I tilted my head on the pillow. The good doctor was sitting in a wheelchair talking to another patient or maybe his helper, I couldn’t really see. His voice was quiet and soothing, and I couldn’t quite make out what he was saying. If I squinted, I could sort of read his lips. Intracranial hemorrhage. Something told me I should know what that meant.

He turned. Something stretched in my brain and I recognized his face in a flash of pain. Doolittle. Why didn’t I recognize his voice? Wait, if Doolittle was here, that meant we were in the Keep. We couldn’t be in the Keep. Our thirty days weren’t up. I opened my mouth to call out. No words came out.

Okay, if I couldn’t talk, I would sit up.

My back refused to obey. Panic pinched my breath. I felt my body, I felt my legs, my arms, even my fingers and toes. I could feel Sarrat’s sheath under my fingertips. I just couldn’t get them to move. My muscles were out of sync with my mind.

I was paralyzed.

No. No, no, no. I lived by my sword. I couldn’t be paralyzed. I couldn’t.

A word surfaced from somewhere within the recesses of my memory. Hemorrhage. Hemorrhage inside the skull was called intracranial. I knew this. I knew it was bad. I just couldn’t fight through the headache to what it meant.

A door swung open and a woman stuck her head in. “Doolittle?”

Doolittle turned his chair toward her and the look on his face said he would bite her head off if she were within reach. Serious business.

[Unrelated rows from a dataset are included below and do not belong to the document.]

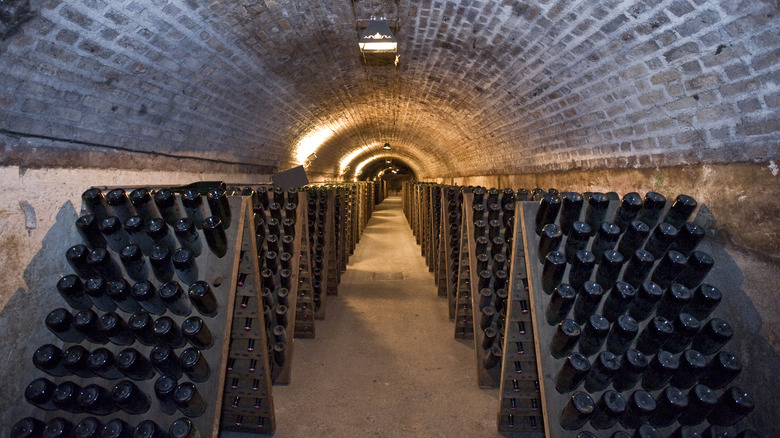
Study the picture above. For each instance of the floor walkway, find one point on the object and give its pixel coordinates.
(385, 362)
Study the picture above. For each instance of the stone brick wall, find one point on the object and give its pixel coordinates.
(481, 88)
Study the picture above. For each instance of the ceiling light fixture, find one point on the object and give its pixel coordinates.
(377, 38)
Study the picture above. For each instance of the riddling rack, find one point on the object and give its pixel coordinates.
(118, 331)
(620, 294)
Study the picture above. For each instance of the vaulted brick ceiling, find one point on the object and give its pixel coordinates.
(481, 87)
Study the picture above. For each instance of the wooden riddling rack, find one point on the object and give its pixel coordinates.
(552, 402)
(222, 275)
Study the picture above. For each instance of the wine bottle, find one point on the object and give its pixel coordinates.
(722, 370)
(634, 237)
(606, 238)
(639, 407)
(577, 240)
(214, 232)
(202, 297)
(660, 370)
(628, 209)
(655, 334)
(88, 227)
(143, 204)
(609, 409)
(662, 237)
(194, 365)
(148, 429)
(113, 327)
(197, 333)
(165, 361)
(85, 322)
(550, 240)
(688, 238)
(219, 205)
(699, 265)
(587, 301)
(733, 405)
(549, 205)
(638, 267)
(185, 266)
(577, 411)
(581, 269)
(95, 203)
(632, 366)
(552, 272)
(652, 207)
(48, 358)
(145, 294)
(60, 322)
(646, 300)
(692, 366)
(96, 400)
(136, 231)
(680, 211)
(102, 362)
(183, 428)
(616, 303)
(101, 263)
(114, 234)
(76, 256)
(571, 206)
(71, 289)
(130, 398)
(609, 268)
(572, 373)
(594, 333)
(622, 334)
(164, 388)
(134, 365)
(685, 328)
(97, 291)
(596, 211)
(28, 427)
(142, 326)
(167, 332)
(602, 370)
(565, 338)
(188, 400)
(712, 337)
(561, 301)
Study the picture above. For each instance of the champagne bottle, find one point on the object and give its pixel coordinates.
(60, 322)
(577, 411)
(88, 227)
(680, 211)
(660, 370)
(639, 407)
(572, 373)
(596, 212)
(609, 409)
(602, 370)
(622, 334)
(652, 208)
(692, 366)
(629, 208)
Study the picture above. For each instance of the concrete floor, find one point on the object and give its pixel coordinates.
(385, 362)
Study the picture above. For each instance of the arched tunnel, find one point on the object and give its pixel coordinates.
(669, 96)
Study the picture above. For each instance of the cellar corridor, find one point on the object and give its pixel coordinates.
(385, 362)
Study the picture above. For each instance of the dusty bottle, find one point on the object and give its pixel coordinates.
(652, 207)
(577, 411)
(622, 334)
(609, 409)
(629, 208)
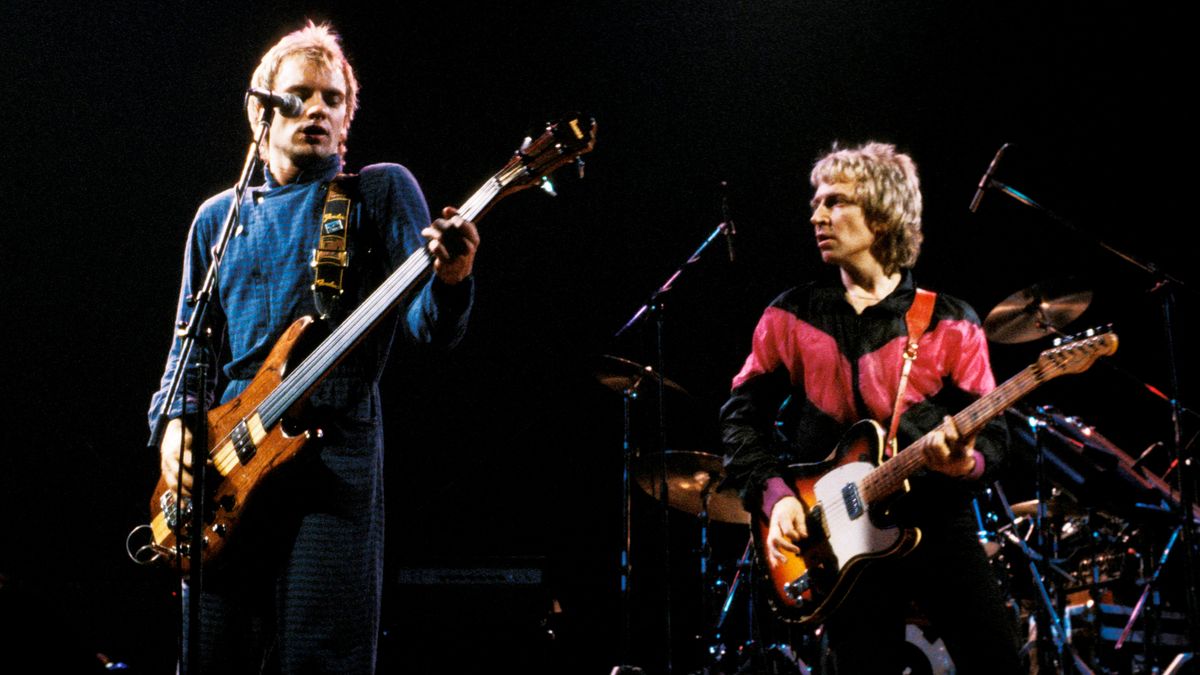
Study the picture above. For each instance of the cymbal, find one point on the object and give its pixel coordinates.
(622, 375)
(1037, 311)
(1055, 507)
(690, 477)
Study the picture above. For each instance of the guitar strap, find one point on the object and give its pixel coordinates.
(330, 257)
(918, 317)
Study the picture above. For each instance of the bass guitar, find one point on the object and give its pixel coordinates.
(840, 493)
(250, 437)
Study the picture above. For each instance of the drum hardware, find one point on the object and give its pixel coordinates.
(1165, 287)
(1037, 311)
(652, 310)
(1053, 650)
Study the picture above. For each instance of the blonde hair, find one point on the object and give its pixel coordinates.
(887, 187)
(315, 42)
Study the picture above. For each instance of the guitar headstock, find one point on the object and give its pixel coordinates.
(1077, 353)
(563, 142)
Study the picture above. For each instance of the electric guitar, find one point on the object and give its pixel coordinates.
(840, 493)
(251, 436)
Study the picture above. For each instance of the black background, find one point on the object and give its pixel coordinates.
(120, 120)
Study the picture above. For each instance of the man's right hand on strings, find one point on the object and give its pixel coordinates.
(787, 527)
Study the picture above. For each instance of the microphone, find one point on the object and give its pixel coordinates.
(289, 105)
(987, 178)
(727, 225)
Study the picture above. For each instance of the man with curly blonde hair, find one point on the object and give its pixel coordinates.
(304, 593)
(832, 350)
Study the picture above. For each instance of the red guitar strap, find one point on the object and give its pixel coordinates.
(918, 317)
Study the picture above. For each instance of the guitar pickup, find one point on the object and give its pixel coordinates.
(816, 519)
(172, 512)
(853, 501)
(797, 589)
(243, 443)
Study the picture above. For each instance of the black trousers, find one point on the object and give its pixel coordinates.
(951, 584)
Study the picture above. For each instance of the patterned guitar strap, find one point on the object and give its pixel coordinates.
(918, 317)
(330, 257)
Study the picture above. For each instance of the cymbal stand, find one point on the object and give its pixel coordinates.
(1165, 286)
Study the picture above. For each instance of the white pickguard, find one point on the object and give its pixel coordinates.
(850, 537)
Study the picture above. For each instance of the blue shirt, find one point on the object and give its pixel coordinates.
(265, 278)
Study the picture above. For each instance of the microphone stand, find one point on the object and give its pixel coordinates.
(654, 308)
(1165, 285)
(190, 333)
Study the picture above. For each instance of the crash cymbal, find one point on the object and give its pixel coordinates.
(622, 375)
(690, 477)
(1037, 311)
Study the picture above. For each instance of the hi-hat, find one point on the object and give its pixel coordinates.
(623, 375)
(1037, 311)
(691, 477)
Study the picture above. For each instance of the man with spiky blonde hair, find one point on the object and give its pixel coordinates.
(833, 350)
(304, 596)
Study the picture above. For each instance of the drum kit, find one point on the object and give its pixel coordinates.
(1083, 560)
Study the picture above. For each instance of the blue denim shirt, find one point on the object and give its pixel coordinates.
(265, 280)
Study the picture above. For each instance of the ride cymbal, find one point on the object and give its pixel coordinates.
(1037, 311)
(623, 375)
(690, 477)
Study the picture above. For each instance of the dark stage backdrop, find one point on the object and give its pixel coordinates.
(120, 119)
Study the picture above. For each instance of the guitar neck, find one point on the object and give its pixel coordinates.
(400, 285)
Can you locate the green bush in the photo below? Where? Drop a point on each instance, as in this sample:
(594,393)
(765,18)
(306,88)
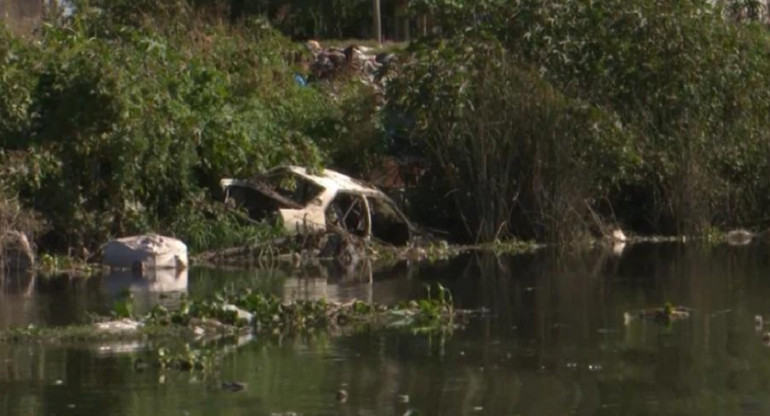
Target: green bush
(121,121)
(682,83)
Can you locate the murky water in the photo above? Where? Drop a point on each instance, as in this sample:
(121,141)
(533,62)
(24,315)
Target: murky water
(553,343)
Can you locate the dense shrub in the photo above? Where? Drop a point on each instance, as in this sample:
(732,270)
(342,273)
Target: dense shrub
(120,121)
(682,83)
(516,155)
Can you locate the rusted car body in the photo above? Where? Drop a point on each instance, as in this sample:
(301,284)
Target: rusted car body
(307,202)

“Trisha asked if you could spare a minute for some paperwork.”

“If Trisha wants to see me, she can come down here.” His voice had a snap to it.

The woman withdrew and shut the door.

The other man said something I didn’t quite catch in an unfamiliar voice. I blinked, desperately trying to bring him into focus. Curran. What the hell was wrong with me?

“There is nothing I can do,” Doolittle answered, his voice stern. “The MRI showed multiple microbleeds. The small vessels inside her brain exploded. They sealed themselves almost immediately, which is why you’re not cradling a corpse right now, and her body began to magically heal, but the damage was done. She should be dead. If it were anybody else, they would be dead, but she is too damn stubborn to die. There is nothing I can do right now. Until the magic comes up, my only option is to manage the symptoms. I’m monitoring her blood pressure. I’m administering mannitol to keep the swelling under control and anticonvulsants so she doesn’t seize again. And I need to be doing all that and you need to be somewhere else. Did I not give you something to do?”

“What if she stops breathing again?”

“If her internal respiratory drive mechanism is affected, I will put her on a ventilator. Go away.”

Curran glanced at me. I blinked and then he was by my bed. “Kate. Baby.”

I still didn’t recognize his voice.

“Say something.”

I opened my mouth. No words came out.

“Curran,” Doolittle growled. “Move.”

Curran slid to the side, and Doolittle in his chair took Curran’s place.

“Can you hear me?” Doolittle asked, pronouncing the words slowly. “Blink once if yes.”

I blinked.

“Your MRI shows ruptures in multiple small blood vessels in your brain,” Doolittle said, his voice calm.

I was bleeding in my brain, I couldn’t move, I had difficulty talking. The symptoms lined up like links in a chain. I opened my mouth. Concentrate. You can do it. One sound at a time.